Justice Navin Chawla said that Choksi, through his counsel, advocate Vijay Aggarwal, is allowed to file a civil suit as what is being alleged as infringement by him is a private right and cannot be granted by the court.
Referring to an earlier order, passed by a division bench of the Delhi HC in another matter, the court refused to grant him a pre-release viewing while reiterating that there are no regulations to control the content on OTT media services.
Choksi had moved the Delhi HC against a docu-series to be aired by Netflix.
“Bad Boy Billionaires” focuses on the alleged fraud committed by many high-profile business tycoons in India. The poster, released by Netflix, shows Choksi’s nephew Modi, among other businessmen, who have been arrested by investigating agencies, according to advocate Aggarwal.

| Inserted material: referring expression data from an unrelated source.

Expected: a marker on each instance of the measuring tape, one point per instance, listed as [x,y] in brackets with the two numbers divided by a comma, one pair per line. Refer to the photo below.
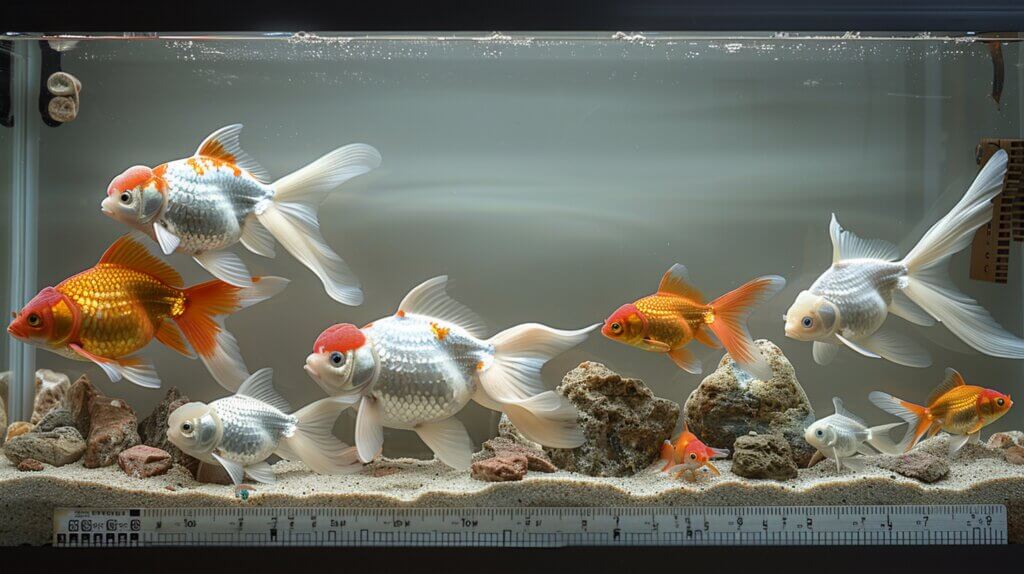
[532,527]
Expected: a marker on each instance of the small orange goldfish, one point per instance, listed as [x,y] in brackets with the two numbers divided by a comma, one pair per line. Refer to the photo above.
[689,454]
[954,406]
[668,320]
[107,313]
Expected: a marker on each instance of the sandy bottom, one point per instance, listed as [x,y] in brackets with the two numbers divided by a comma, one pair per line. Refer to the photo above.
[28,499]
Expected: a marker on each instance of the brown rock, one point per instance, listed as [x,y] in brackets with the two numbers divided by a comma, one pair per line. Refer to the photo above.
[30,466]
[500,469]
[144,461]
[18,428]
[51,392]
[113,428]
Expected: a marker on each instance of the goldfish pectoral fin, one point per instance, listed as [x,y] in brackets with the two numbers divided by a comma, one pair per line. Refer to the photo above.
[135,368]
[256,237]
[168,241]
[897,348]
[450,441]
[261,472]
[857,347]
[685,360]
[225,266]
[236,471]
[824,353]
[169,334]
[369,430]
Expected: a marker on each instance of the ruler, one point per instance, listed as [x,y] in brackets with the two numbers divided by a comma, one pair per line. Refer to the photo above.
[532,527]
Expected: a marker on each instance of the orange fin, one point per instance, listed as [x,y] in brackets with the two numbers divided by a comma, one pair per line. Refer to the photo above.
[728,321]
[951,381]
[685,360]
[170,335]
[128,252]
[677,281]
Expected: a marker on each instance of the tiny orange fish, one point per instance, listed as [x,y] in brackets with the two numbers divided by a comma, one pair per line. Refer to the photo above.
[107,313]
[668,320]
[954,406]
[689,454]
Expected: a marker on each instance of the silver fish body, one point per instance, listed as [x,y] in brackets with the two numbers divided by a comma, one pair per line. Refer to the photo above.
[208,203]
[428,368]
[251,430]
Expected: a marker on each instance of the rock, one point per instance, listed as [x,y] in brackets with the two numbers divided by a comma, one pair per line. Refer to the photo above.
[113,428]
[51,392]
[763,456]
[153,430]
[144,461]
[18,428]
[54,420]
[623,422]
[30,466]
[500,469]
[56,447]
[79,398]
[1015,454]
[916,465]
[500,447]
[730,403]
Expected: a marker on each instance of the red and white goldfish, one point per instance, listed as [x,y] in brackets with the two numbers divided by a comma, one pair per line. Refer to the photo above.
[689,454]
[107,313]
[961,409]
[220,195]
[668,320]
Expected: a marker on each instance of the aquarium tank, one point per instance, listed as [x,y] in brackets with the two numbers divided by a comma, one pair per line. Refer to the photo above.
[577,272]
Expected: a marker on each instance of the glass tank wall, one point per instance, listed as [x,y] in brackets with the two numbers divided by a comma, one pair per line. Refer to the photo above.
[552,178]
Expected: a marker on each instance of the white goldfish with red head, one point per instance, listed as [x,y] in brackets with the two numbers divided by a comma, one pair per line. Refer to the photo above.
[207,203]
[419,367]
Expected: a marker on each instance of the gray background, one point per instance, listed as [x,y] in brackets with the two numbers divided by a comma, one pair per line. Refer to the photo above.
[554,180]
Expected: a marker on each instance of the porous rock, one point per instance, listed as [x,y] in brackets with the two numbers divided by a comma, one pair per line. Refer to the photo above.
[916,465]
[624,423]
[113,428]
[763,456]
[144,461]
[51,393]
[153,430]
[730,403]
[56,447]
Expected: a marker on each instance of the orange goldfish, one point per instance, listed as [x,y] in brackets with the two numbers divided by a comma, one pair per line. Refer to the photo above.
[107,313]
[954,406]
[668,320]
[689,454]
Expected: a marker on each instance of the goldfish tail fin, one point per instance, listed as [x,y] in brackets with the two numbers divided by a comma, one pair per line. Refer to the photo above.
[730,314]
[203,323]
[928,280]
[914,415]
[313,441]
[291,216]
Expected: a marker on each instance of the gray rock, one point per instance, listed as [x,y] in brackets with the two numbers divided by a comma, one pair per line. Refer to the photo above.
[54,420]
[763,456]
[623,422]
[730,403]
[916,465]
[56,447]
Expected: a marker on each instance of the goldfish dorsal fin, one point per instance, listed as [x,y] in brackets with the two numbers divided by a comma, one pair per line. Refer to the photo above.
[223,144]
[677,281]
[952,380]
[846,245]
[128,252]
[430,299]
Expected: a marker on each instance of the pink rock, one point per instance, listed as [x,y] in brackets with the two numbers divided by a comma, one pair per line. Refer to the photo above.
[144,461]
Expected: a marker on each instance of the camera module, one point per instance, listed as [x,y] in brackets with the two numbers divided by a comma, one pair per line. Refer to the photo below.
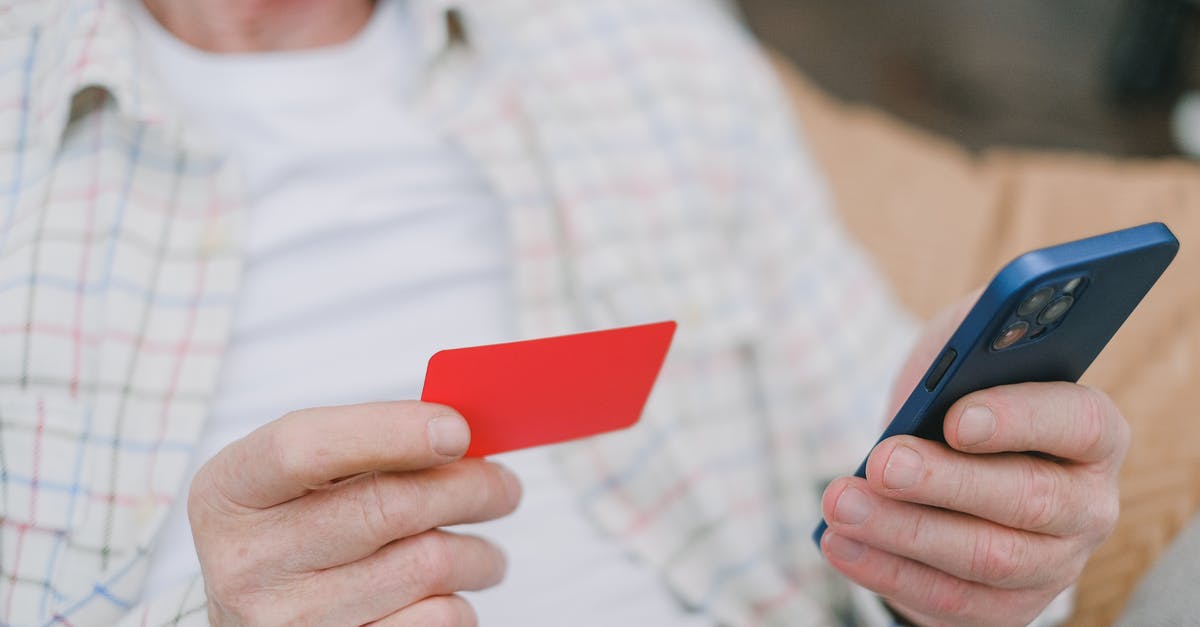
[1056,310]
[1011,335]
[1036,302]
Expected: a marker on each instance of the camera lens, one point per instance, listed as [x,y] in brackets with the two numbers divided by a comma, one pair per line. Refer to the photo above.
[1036,302]
[1011,335]
[1056,310]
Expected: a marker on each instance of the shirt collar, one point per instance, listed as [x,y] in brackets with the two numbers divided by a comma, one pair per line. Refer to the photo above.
[102,52]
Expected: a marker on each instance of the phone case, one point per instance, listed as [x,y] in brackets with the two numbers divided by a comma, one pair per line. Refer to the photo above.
[1116,270]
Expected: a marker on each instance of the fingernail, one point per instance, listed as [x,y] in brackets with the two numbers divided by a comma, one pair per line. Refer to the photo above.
[852,507]
[904,469]
[844,548]
[976,425]
[449,435]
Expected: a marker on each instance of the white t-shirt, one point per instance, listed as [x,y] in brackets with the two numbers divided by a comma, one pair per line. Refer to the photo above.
[372,243]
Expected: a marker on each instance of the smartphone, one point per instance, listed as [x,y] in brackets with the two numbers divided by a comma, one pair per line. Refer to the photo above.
[1044,317]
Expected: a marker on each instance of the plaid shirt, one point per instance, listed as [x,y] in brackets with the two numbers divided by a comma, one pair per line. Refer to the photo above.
[649,169]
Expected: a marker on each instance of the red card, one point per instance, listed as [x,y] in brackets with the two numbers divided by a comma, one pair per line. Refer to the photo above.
[539,392]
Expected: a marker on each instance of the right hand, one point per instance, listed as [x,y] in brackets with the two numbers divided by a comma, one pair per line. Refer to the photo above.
[330,515]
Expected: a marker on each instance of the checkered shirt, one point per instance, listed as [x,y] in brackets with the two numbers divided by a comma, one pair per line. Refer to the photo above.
[649,171]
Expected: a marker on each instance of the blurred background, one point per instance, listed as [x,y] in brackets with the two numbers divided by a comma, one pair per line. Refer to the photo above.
[1103,76]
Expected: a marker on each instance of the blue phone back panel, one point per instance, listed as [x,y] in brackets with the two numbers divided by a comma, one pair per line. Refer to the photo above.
[1119,269]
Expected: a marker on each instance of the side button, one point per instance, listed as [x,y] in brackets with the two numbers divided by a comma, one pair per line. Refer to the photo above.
[943,364]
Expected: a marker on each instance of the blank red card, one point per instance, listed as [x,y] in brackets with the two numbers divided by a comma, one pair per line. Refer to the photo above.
[540,392]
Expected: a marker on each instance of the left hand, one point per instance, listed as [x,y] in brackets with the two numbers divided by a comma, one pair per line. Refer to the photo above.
[982,531]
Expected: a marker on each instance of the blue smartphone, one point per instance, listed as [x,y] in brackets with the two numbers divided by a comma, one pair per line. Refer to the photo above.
[1044,317]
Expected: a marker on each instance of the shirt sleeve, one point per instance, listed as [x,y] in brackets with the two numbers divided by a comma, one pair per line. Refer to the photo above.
[184,605]
[870,610]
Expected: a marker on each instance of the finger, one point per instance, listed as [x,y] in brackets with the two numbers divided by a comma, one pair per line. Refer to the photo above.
[448,611]
[958,544]
[1015,490]
[1062,419]
[310,448]
[357,517]
[921,587]
[405,572]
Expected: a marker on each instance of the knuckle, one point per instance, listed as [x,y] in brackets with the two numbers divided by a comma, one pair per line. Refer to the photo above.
[1105,513]
[451,611]
[433,561]
[389,507]
[891,579]
[948,598]
[285,448]
[997,557]
[1038,503]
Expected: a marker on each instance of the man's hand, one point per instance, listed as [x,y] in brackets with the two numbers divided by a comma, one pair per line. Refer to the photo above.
[982,531]
[330,515]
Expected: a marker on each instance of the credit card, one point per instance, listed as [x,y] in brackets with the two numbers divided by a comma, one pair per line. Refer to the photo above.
[552,389]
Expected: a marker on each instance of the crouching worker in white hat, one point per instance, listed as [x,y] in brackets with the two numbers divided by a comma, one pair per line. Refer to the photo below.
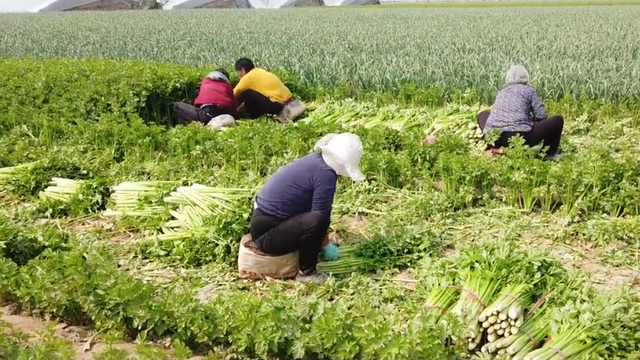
[292,212]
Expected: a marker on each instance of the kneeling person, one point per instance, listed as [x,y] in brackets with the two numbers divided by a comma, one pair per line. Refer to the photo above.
[215,98]
[293,211]
[262,93]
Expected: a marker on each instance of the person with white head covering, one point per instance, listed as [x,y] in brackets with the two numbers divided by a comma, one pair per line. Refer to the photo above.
[292,212]
[517,110]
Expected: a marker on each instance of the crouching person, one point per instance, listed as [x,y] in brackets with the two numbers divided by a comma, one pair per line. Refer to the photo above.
[292,213]
[215,98]
[517,110]
[261,93]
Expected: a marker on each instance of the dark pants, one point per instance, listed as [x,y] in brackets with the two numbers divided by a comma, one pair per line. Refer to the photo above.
[258,105]
[302,233]
[186,113]
[548,131]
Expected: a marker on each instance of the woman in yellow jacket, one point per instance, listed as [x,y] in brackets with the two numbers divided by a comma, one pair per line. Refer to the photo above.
[261,93]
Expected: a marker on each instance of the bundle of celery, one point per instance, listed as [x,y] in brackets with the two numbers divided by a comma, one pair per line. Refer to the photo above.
[478,289]
[137,198]
[504,317]
[347,263]
[528,336]
[61,189]
[350,113]
[196,204]
[460,120]
[9,172]
[564,346]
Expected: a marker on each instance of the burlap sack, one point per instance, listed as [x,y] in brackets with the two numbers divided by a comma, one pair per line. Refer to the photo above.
[292,111]
[254,264]
[221,122]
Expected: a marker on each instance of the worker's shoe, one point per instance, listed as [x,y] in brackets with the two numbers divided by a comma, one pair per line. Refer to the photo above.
[291,111]
[311,277]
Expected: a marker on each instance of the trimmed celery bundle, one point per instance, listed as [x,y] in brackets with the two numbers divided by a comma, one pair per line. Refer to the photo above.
[478,289]
[61,189]
[196,204]
[505,316]
[347,263]
[564,346]
[131,198]
[528,336]
[457,119]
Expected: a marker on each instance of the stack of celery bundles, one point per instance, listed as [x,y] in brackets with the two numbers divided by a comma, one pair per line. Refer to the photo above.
[141,198]
[60,189]
[196,204]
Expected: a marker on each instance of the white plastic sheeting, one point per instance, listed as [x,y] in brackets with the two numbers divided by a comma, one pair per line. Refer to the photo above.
[62,5]
[195,4]
[259,4]
[350,2]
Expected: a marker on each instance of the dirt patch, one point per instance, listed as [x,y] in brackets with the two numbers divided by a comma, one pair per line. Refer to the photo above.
[405,280]
[81,339]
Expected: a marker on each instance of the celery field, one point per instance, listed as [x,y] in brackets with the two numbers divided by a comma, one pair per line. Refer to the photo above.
[119,232]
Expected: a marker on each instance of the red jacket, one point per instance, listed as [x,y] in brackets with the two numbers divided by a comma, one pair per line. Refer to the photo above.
[216,92]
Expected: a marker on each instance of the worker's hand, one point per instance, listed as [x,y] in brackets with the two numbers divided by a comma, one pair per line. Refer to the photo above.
[331,252]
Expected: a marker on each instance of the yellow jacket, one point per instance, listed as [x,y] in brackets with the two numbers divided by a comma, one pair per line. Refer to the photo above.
[265,83]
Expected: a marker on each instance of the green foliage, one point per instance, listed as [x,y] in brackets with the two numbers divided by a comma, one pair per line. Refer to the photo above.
[23,243]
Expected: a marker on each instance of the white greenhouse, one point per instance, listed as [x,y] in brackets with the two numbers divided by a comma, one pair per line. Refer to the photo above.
[69,5]
[66,5]
[211,4]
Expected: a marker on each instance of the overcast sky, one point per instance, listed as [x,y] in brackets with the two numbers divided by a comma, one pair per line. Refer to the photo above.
[34,5]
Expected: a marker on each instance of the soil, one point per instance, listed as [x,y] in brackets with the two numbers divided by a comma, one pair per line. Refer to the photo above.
[85,346]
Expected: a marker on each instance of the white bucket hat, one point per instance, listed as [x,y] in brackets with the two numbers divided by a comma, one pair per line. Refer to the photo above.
[342,152]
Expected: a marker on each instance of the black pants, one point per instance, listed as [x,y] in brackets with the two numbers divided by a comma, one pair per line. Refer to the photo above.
[302,233]
[548,131]
[186,113]
[258,105]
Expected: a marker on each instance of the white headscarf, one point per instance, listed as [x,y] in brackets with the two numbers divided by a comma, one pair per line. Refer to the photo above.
[342,152]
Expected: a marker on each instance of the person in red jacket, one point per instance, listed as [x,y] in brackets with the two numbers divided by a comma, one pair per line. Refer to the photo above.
[215,98]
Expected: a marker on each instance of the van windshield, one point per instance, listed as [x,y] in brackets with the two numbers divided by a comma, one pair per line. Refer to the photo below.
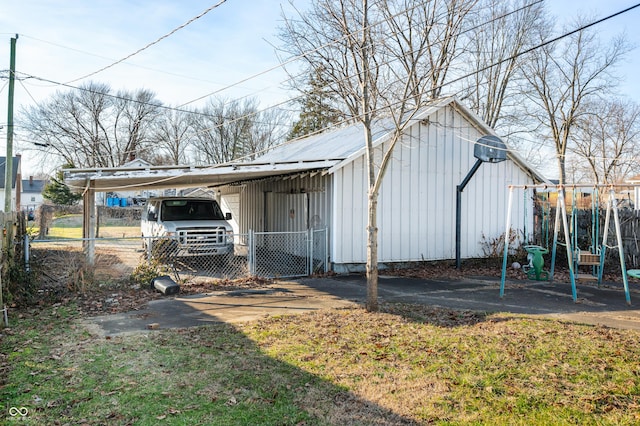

On Friday, Aggarwal, appearing for Choksi, said that he may be given a pre-release screening to see if the docu-series contains any material that might malign his client.
However, countering his submissions, senior advocate Neeraj Kishan Kaul, appearing for Netflix, said that there is no regulation in India to control OTT content. He said that only two minutes have been dedicated to Choksi in the episode on Modi in the docu-series.
He submitted that in the two minutes on Choksi, several interviews that he had given to news channels and media outlets have been showcased and all of them are in public domain. He also contended that there is no relevance to Choksi’s court cases in the docu-series.
Senior advocate Dayan Krishnan, the counsel for the filmmakers, said that Choksi is a fugitive and has taken the citizenship of another country. He said Choksi must be barred from seeking legal relief in India because he took the citizenship of another country.
Krishnan also submitted that though Choksi knew about the docu-series since 2018, he chose not to move court and avail relief for the past two years.
The court dismissed the plea and asked Choksi to approach the appropriate forum.
Choksi, in his petition, had stated that he got to know of the docu-series’ release on August 24, when he saw the trailer following which he was flooded with phone calls.